江廉桥说得没错,他确实捡了个宝贝(爬行、
  这个认知让他的肉棒又硬了几分,掐着她胯骨的手收紧,腰胯摆动的幅度变大,每一下都推到最深,龟头碾过那些已经不需要再探索的位置。
  温峤被他顶得一耸一耸的,捧着肚子的手根本捧不住,肚子在晃,里面的液体在晃,她整个人都在晃。

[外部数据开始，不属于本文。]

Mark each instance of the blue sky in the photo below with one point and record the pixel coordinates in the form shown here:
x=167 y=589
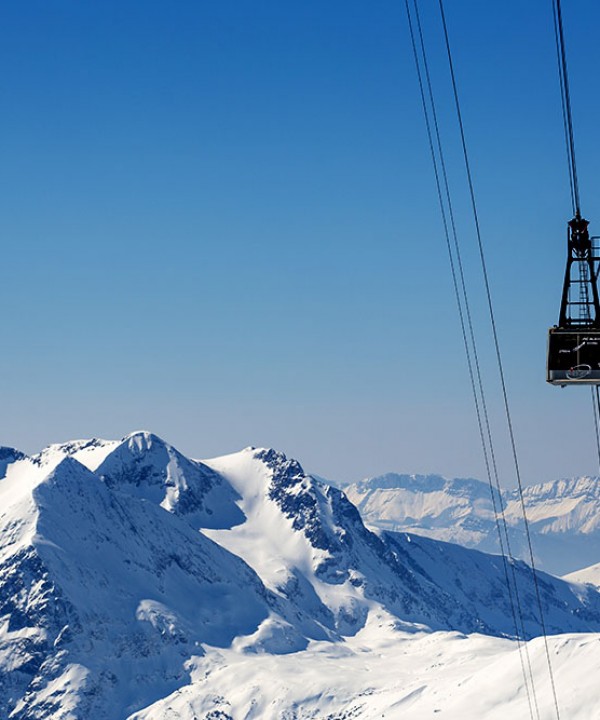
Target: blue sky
x=219 y=222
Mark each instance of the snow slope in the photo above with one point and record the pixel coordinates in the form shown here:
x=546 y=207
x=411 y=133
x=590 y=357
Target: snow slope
x=138 y=583
x=564 y=515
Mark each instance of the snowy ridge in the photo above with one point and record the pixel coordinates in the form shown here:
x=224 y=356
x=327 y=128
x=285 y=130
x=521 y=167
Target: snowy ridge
x=143 y=584
x=564 y=515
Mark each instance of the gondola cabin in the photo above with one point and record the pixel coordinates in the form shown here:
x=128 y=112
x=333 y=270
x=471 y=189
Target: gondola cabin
x=573 y=357
x=574 y=344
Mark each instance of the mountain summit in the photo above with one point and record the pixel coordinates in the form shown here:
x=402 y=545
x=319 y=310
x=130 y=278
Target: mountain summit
x=124 y=563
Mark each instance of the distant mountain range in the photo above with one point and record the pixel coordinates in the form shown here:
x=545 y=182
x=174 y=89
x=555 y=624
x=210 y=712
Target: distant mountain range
x=130 y=573
x=564 y=515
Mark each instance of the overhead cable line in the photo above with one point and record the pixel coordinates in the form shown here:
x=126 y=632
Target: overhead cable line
x=470 y=345
x=565 y=94
x=498 y=354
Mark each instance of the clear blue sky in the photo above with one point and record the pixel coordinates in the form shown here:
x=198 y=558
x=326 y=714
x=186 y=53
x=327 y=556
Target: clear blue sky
x=218 y=222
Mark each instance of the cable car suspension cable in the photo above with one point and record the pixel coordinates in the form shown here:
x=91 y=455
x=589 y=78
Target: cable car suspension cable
x=470 y=351
x=498 y=354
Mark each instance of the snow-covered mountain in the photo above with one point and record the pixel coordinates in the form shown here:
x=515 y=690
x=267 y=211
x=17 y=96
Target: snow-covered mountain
x=136 y=582
x=564 y=516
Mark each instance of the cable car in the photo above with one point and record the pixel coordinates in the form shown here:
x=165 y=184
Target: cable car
x=574 y=344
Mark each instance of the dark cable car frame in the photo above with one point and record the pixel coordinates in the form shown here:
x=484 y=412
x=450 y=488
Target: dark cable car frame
x=574 y=344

  乳头上的夹子随着身体晃动的节奏一甩一甩的,链条在灯光下闪动,乳头的颜色已经变了,从原来的樱红变成更深更暗的红色,夹口周围那一圈皮肤被压出一道深深的印痕。
  温峤终于没撑住,膝盖往前蹭,手撑着地毯往前爬,她爬得很慢,因为每动一下腹里的水就晃得更厉害,便意和尿意同时涌上来,逼得她不得不停下来喘几口气,然后再继续。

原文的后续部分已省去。